MANADO, PRONews5.com – Di tengah bergulirnya proses hukum atas dugaan korupsi dana hibah GMIM yang menyeret sejumlah pejabat Sulawesi Utara, beredar luas dokumen hibah senilai Rp10 miliar kepada Polda Sulut.

Data berbentuk file PDF ini tersebar masif di berbagai grup WhatsApp, bertepatan dengan jadwal pemeriksaan mantan Gubernur Sulut, Olly Dondokambey, Senin (21/4/2025).

Fenomena ini memantik kecurigaan banyak pihak.
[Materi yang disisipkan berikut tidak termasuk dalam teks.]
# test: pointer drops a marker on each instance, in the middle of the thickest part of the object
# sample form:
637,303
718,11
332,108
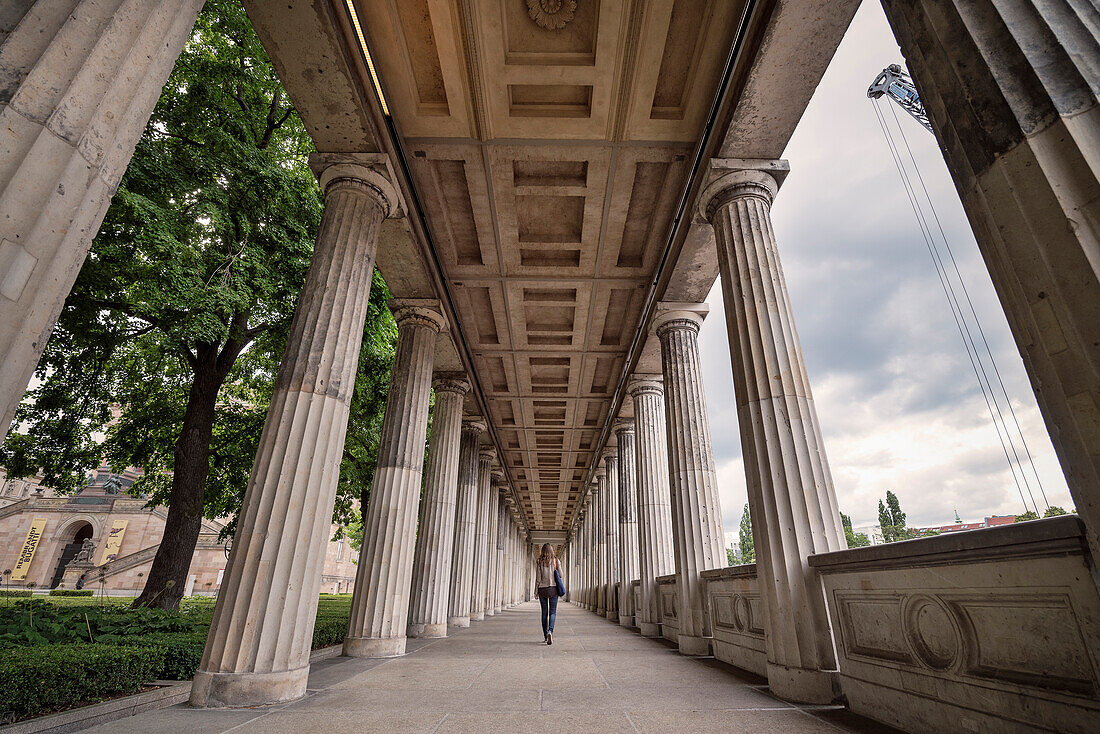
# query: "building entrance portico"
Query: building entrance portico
550,190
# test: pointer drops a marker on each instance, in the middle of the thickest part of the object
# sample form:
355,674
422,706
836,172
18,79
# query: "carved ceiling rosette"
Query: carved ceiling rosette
551,14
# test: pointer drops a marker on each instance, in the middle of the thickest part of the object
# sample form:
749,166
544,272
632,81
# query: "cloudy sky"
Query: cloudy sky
898,400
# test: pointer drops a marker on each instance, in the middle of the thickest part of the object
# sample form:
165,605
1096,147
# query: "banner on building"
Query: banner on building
33,536
113,541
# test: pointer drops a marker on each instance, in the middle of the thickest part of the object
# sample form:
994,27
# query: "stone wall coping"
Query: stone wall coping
1052,536
743,571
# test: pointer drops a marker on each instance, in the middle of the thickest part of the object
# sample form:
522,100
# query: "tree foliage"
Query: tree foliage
745,537
180,313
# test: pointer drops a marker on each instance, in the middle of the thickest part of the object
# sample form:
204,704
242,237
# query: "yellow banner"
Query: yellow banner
23,565
113,541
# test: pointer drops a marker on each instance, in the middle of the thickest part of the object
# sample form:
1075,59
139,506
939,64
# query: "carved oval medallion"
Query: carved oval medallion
932,633
551,14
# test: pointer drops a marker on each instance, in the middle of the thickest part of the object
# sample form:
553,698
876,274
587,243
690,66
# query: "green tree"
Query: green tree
745,537
855,539
892,519
180,313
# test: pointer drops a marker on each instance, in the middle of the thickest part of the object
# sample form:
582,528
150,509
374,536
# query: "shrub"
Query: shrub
43,678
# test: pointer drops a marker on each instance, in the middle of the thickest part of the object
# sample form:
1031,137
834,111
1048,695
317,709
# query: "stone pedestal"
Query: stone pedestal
435,544
609,489
1011,90
257,648
380,605
79,81
790,490
655,511
628,521
696,514
479,587
465,517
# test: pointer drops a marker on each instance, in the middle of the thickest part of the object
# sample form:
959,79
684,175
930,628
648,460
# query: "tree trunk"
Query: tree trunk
168,573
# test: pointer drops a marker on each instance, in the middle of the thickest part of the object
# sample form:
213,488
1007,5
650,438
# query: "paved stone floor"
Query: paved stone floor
499,676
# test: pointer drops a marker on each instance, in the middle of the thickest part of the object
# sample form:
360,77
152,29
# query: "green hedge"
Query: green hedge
39,679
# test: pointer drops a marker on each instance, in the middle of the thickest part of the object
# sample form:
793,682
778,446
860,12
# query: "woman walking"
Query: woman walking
546,589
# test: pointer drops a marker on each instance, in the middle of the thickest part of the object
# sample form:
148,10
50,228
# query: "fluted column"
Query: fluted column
480,582
79,80
502,529
790,490
435,543
655,508
696,515
494,511
1010,88
465,524
628,519
380,605
609,486
257,648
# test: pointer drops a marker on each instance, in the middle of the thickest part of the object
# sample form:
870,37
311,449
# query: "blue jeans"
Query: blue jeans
549,613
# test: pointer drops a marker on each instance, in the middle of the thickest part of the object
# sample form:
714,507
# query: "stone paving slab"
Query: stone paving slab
498,676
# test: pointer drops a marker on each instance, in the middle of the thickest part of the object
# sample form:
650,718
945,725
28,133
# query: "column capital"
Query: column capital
473,425
370,170
451,382
730,178
671,315
418,311
646,384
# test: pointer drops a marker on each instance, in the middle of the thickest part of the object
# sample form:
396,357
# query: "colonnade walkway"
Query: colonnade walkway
498,676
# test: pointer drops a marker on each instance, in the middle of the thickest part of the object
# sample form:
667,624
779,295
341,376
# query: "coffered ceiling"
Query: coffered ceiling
549,143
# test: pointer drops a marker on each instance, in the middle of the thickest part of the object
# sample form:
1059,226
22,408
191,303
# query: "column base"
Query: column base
427,631
691,645
218,690
803,686
374,647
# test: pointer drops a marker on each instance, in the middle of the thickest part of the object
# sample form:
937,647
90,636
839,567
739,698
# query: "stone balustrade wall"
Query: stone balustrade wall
737,615
993,630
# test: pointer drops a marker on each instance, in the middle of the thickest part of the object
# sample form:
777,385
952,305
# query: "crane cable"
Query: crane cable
992,403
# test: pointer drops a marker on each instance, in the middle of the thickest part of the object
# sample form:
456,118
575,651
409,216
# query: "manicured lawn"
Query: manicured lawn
58,652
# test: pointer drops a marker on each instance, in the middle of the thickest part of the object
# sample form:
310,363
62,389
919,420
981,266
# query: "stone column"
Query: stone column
1011,90
257,648
435,543
628,519
480,582
696,514
465,517
380,606
609,488
655,510
790,490
494,511
79,80
600,517
502,530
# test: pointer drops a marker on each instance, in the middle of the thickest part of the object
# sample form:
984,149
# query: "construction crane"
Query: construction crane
898,86
894,83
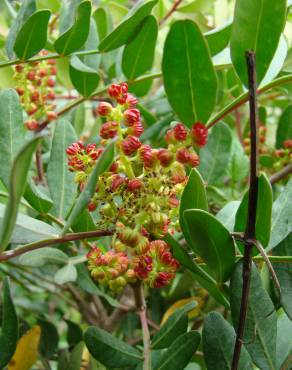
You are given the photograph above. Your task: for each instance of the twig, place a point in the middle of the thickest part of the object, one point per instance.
(287, 170)
(141, 308)
(252, 207)
(172, 10)
(47, 242)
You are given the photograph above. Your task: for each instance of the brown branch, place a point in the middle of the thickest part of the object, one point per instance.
(47, 242)
(172, 10)
(252, 206)
(287, 170)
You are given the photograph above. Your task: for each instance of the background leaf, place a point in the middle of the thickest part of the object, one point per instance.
(74, 38)
(189, 78)
(9, 331)
(261, 319)
(139, 52)
(122, 34)
(218, 344)
(253, 21)
(11, 131)
(32, 36)
(212, 242)
(18, 178)
(60, 179)
(109, 350)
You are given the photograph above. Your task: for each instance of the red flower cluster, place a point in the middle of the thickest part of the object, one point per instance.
(36, 81)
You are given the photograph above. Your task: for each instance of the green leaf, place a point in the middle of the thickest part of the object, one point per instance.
(11, 131)
(103, 163)
(215, 156)
(66, 274)
(85, 283)
(28, 230)
(20, 168)
(189, 77)
(9, 332)
(284, 342)
(138, 54)
(27, 8)
(264, 212)
(32, 36)
(218, 38)
(281, 216)
(125, 31)
(60, 179)
(284, 273)
(212, 242)
(200, 275)
(261, 319)
(253, 21)
(84, 79)
(75, 37)
(218, 344)
(43, 256)
(180, 352)
(49, 338)
(173, 327)
(193, 196)
(284, 129)
(38, 198)
(109, 350)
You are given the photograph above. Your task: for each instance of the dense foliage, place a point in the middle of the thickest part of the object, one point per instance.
(143, 201)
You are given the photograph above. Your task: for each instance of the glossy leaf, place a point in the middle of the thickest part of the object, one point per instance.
(60, 179)
(215, 156)
(189, 77)
(84, 79)
(26, 353)
(38, 198)
(261, 319)
(281, 216)
(11, 131)
(20, 168)
(124, 32)
(264, 212)
(218, 38)
(103, 163)
(32, 36)
(138, 54)
(173, 327)
(284, 129)
(109, 350)
(28, 229)
(75, 37)
(200, 275)
(27, 8)
(193, 196)
(43, 256)
(253, 21)
(180, 352)
(284, 273)
(9, 330)
(218, 344)
(212, 242)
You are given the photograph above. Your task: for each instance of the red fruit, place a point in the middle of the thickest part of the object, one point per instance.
(199, 134)
(104, 109)
(132, 116)
(51, 116)
(180, 132)
(108, 130)
(130, 145)
(183, 155)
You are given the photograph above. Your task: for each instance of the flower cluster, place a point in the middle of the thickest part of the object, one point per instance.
(35, 86)
(139, 195)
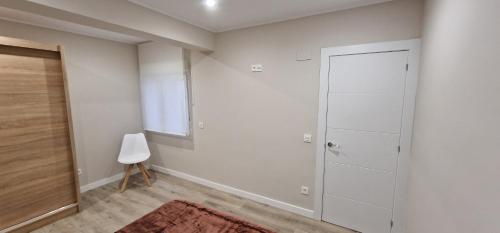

Ada dugaan kuat bahwa penyebaran data tersebut sengaja diarahkan untuk menggiring opini negatif terhadap aparat penegak hukum, khususnya Polda Sulut, yang tengah mengusut kasus korupsi besar tersebut.

Alih-alih mendorong transparansi, narasi yang dibangun dari penyebaran data hibah ini dinilai hanya sebagai upaya membelokkan perhatian publik dari substansi utama: dugaan korupsi hibah gereja yang merugikan negara hampir Rp9 miliar.

Sejumlah masyarakat Sulawesi Utara dengan tegas menyebut manuver ini sebagai distraksi murahan yang tidak berhubungan dengan fakta hukum yang tengah dihadapi.

“Artinya, hibah itu bukan sesuatu yang disembunyikan, melainkan mekanisme biasa untuk mendukung pengamanan pesta demokrasi, bukan untuk ‘membeli’ institusi penegak hukum,” tegas Jemmy Supit, warga Kota Tomohon, kepada PRONews5.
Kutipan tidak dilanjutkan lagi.